Methods: A 5-strain cocktail of E. coli O157:H7 (approx. 6 log CFU/mL) was exposed to varying free chlorine concentrations (2.5, 5, 10 mg/L) of near neutral EO (NEO) water, acidic EO (AEO) water and NaOCl solutions for 30, 60, and 120 s. Sodium thiosulfate was added as a neutralizing solution, after treatment, and cells were recovered on plates of Sorbitol MacConkey agar supplemented with nalidixic acid and sodium pyruvate, as well as Tryptic Soy enrichment broths. For VBNC determination, 3 µL of a mixture of propidium iodide and SYTOTM9 dyes was added to 1 mL of each treated sample and subsequently analyzed in a flow cytometer. Deionized water treatments served as controls and experiments were replicated three times.

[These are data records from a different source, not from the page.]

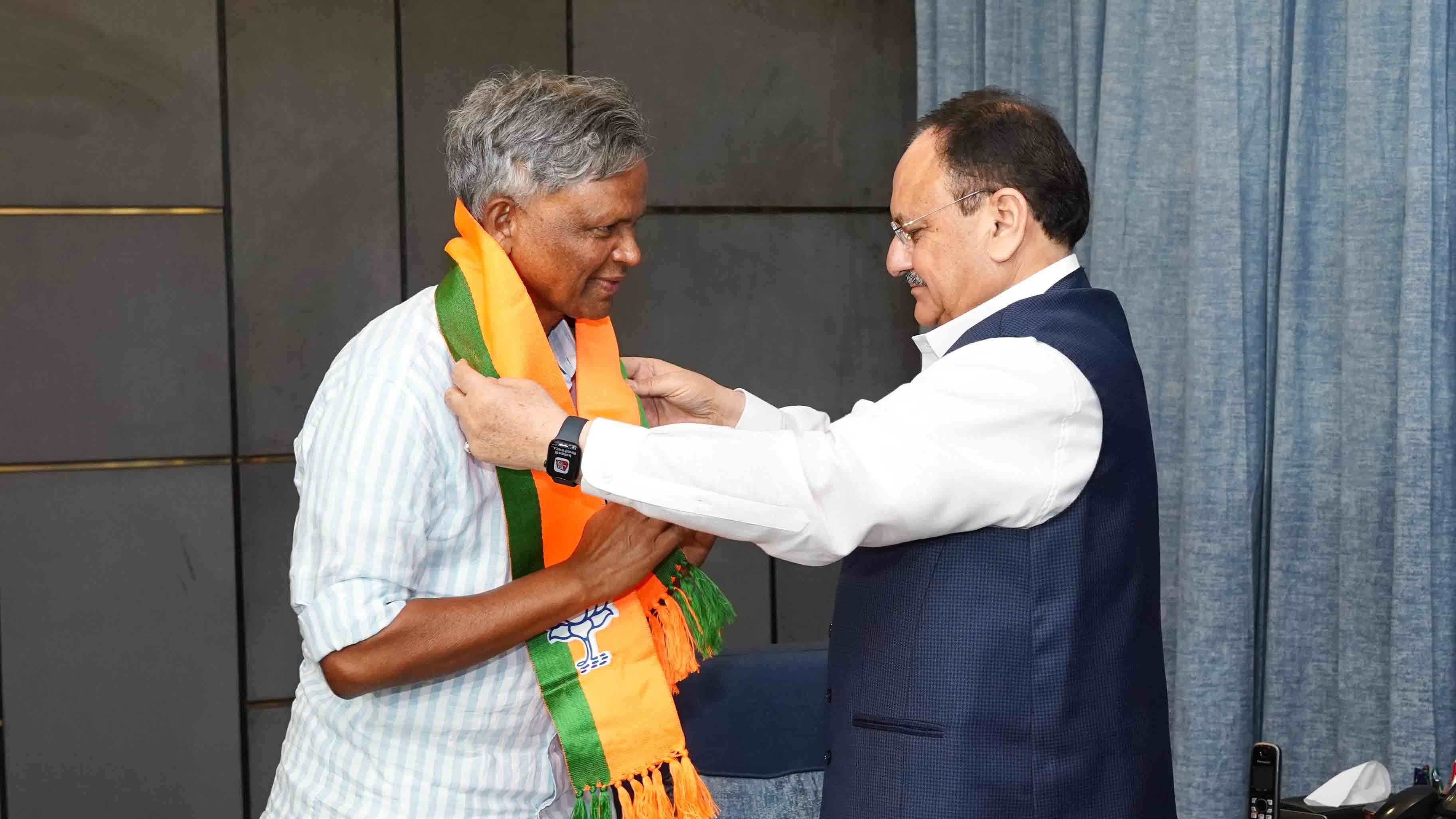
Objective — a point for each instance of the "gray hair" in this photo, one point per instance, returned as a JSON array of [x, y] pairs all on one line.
[[520, 134]]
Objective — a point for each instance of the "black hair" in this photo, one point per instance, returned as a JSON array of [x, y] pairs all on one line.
[[998, 139]]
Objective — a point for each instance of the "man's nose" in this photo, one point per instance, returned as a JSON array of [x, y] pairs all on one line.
[[628, 251]]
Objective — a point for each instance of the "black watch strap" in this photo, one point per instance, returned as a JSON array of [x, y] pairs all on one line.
[[564, 454], [571, 430]]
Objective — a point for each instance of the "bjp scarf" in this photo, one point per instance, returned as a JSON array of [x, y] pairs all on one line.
[[609, 674]]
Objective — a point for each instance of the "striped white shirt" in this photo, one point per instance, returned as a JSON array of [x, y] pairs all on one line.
[[392, 508]]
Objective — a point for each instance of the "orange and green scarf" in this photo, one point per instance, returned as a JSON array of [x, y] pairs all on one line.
[[609, 674]]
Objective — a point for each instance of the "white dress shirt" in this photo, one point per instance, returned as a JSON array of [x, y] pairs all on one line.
[[1002, 432], [394, 508]]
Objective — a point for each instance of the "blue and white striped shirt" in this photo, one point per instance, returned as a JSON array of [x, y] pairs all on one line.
[[392, 508]]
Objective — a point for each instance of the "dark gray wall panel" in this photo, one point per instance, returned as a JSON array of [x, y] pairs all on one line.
[[449, 45], [762, 104], [270, 505], [794, 308], [120, 633], [314, 139], [267, 728], [119, 337], [110, 103], [806, 601], [742, 571]]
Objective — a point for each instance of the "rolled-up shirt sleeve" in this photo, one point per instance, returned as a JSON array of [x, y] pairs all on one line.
[[1004, 432], [365, 472]]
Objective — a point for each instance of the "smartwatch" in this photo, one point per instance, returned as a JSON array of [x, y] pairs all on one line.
[[564, 454]]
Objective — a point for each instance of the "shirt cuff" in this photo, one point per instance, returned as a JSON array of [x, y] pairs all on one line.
[[610, 447], [347, 613], [759, 414]]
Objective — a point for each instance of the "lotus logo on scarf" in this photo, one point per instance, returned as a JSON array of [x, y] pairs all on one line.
[[581, 629]]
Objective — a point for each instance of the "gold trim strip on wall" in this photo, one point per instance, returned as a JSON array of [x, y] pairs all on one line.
[[108, 211], [142, 463], [265, 460]]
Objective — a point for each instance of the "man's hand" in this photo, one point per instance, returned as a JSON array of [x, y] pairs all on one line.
[[672, 395], [618, 549], [509, 422], [697, 546]]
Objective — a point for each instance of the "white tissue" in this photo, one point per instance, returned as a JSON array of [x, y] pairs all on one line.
[[1365, 783]]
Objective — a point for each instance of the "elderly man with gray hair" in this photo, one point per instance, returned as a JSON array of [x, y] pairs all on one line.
[[417, 693]]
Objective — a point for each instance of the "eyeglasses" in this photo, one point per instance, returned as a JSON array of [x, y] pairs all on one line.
[[900, 229]]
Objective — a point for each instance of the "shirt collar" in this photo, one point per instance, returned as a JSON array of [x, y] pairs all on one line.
[[564, 347], [937, 342]]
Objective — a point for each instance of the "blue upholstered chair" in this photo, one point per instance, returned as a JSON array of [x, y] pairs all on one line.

Results: Sanitizer type had a significant effect (p<0.05) on the reductions of E. coli O157:H7 observed on plates, with AEO water treatments resulting in complete inactivation of pathogens after enrichment (> 6 log CFU/mL reduction). For NEO water, growth was, only, observed after enrichment. In the case of NaOCl, longer contact times were needed to achieve significant reductions. Up to 4% of cells remained in the live region of flow cytometric profiles of NEO water and NaOCl treated cells.
Significance: Results suggest that although EO water treatments lead to great reductions in E. coli O157:H7 cells, some cells may enter the VBNC state.